Heavy rain the final half hour of the cure’s 2 hour show was the sign that cinched the cancellation of the third day do the ACL 2013 festival. It didn’t matter that I traveled with a terribly expensive flight from Georgia to Texas for the three day music festival, rain was more powerful than man. Doggedly determined to involve myself in living and at least viewing performing arts, I packed a knee brace and gear suited for festival going. Being
officially disabled now for two years, but in pain for fifteen, I had acclimated to availing myself of services offered for assistance, whether a wheelchair or an aisle seat, making it possible to travel. This wasn’t easy. It wasn’t nearly as easy as when I was healthy, but it was a compromise that I made. That was the price I paid for working after the car accident. Never again could I wear high heels. Never again could I walk, skip, dance, run without dire consequences.
I was shown how to gracefully accept help by a lovely group of Canadians who fought over who would push my wheelchair through the Chicago Art Institute. They had learned the awful truth of growing old, of injuries, I had not. Behind my back they commented that it was a shame I was in a walking boot (modern day cast)instead of bejeweled evening shoes at the ballet. They were so kind. They taught me a love and compassion for myself that I had never encountered. I nearly backed out of going to Chicago, and was glad that I didn’t.

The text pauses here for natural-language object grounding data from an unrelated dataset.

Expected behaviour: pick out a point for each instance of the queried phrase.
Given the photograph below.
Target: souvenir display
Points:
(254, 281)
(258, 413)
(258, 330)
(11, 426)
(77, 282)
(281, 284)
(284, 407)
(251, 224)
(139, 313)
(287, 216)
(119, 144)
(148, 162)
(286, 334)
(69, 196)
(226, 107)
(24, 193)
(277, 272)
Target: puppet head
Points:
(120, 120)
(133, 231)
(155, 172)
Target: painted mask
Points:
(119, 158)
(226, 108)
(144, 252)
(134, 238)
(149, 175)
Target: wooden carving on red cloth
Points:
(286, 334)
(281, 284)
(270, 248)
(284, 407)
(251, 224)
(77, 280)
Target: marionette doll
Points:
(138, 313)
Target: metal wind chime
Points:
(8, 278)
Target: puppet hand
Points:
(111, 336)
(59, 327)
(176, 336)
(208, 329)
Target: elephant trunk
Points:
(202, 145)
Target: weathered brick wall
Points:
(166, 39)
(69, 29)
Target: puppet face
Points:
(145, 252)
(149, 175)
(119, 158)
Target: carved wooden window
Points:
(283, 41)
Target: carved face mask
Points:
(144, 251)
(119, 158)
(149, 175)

My mission is to live my life without regrets. I have never regretted taking a trip.
The ACL Music Festival was a new type of trip. An affectionado of alternative rock all my life, the festival was a candy store of music that appealed to my tastes. But what about the walking? Well, that was a concern. Even though it was a “5 minute walk” away from the park, there were two major hills to scale. I had a tremendous, painful blister on my heel after the first day. Thank goodness I didn’t have to carry a chair. While it was super nice of my hosts to offer me a folding chair to use, it must have weighed 30 poulds. Well, actually it wasn’t that heavy, but it sure felt heavy to my nerve damaged arms.
The hardest walk was the detour I took in the dark and rain. After The Cure played, we all walked out in the rain and dark. I got lost and rambled around many blocks for 45 minutes until I arrived at the right house, rain soaked from the waist down. There were streams of rain surging through the streets and sometimes I was wading through 4 inches of water. I was tired, wet, annoyed and hungry. I had stopped in a gas station to buy two chocolate bars and some Perrier. The pile of people (mostly in their 20s) under the scant awning of the gas station were singing, laughing and having a grand time. Their happiness was infectious. It was a pleasure to remember the young abandon of singing, semi drunk on life. They were cute. Oh Dear! How old I sound!
By the time I got up to my room, I had a major blister on my thigh from my knee brace. Ignoring blisters is something that you do naturally if you were a ballet dancer. I was surprised at how tender my skin was and how quickly the blister grew. This was definitely not the highlight of the trip. However, now I have another happy memory of how I struck out and spent two days hot, blistered and sunburnt and still believe that I had a good time. It was all fun. It was an adventure. There weren’t a lot of people with grey-white hair like mine there, to be sure. I may be really old on the outside, but I still remember how to appreciate singing in the rain like a 20 year old.